Unternehmensvertreter verweisen auf multiple Hindernisse: überbordende Bürokratie, explodierende Energiepreise und steigende Sozialabgaben. Oliver Zander, Hauptgeschäftsführer von Gesamtmetall, fordert schnellere Reformen bei der Unternehmensbesteuerung und stabile Beiträge zur Sozialversicherung. Auch Jörg Dittrich, Präsident des Zentralverbands des Deutschen Handwerks, drängt auf eine Senkung der Lohnnebenkosten.
Die Bundesregierung hat zwar Kommissionen zur Reform des Gesundheitswesens und der Renten eingerichtet, doch über die konkrete Ausgestaltung gibt es weiterhin Streit. Ohne spürbare Fortschritte bis zum Sommer 2026 warnen Unternehmen, dass anhaltende Unsicherheit das Vertrauen in die Wirtschaft weiter untergraben könnte.

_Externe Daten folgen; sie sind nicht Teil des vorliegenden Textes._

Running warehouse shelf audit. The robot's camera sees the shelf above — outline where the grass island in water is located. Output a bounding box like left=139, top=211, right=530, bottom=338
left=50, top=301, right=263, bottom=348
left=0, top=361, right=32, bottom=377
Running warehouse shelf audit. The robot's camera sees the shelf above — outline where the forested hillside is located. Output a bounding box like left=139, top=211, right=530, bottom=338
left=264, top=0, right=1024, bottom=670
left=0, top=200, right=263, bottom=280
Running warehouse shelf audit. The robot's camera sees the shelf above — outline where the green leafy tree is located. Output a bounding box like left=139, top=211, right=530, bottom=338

Gesamtmetall betont, dass dringend Reformen nötig sind, um die Wettbewerbsfähigkeit der deutschen Industrie zu sichern. Die Forderungen spiegeln die breite Sorge wider, dass die aktuelle Politik wie ein "Bremsklotz" auf das Wachstum wirkt.

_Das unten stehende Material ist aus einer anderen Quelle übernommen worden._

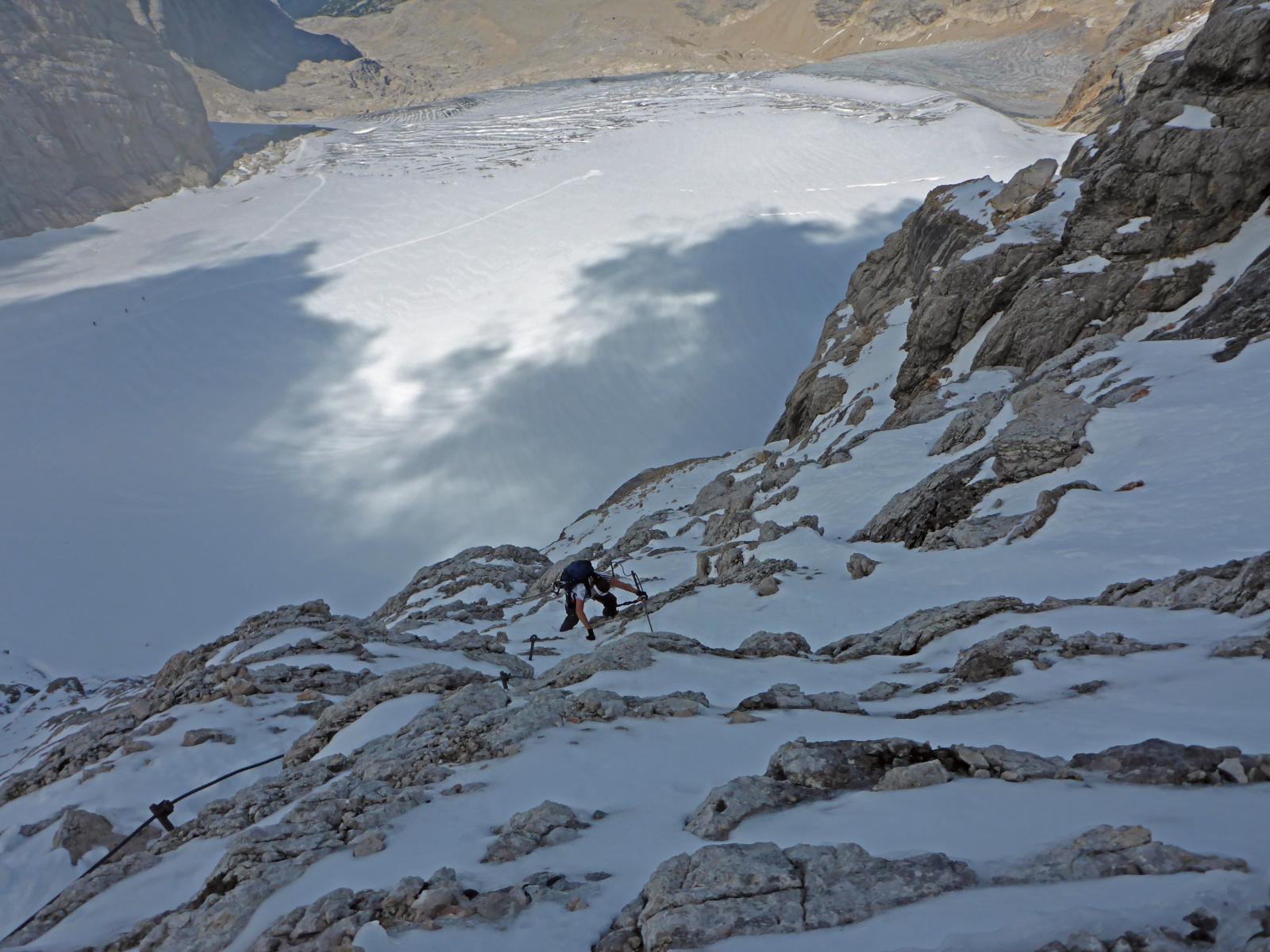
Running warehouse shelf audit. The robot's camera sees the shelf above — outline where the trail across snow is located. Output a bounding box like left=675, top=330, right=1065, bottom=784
left=0, top=68, right=1069, bottom=674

Die Regierung steht nun unter Druck, bis Mitte 2026 konkrete Reformen vorzulegen. Schlüsselbranchen drosseln bereits ihre Investitionen, und die Wirtschaftsführer bestehen darauf, dass Steuersenkungen, niedrigere Arbeitskosten und weniger Bürokratie unverzichtbar sind.
Zögert die Politik zu lange, droht die wirtschaftliche Abkühlung – besonders in den ohnehin schon belasteten Industrieregionen – weiter zu vertiefen.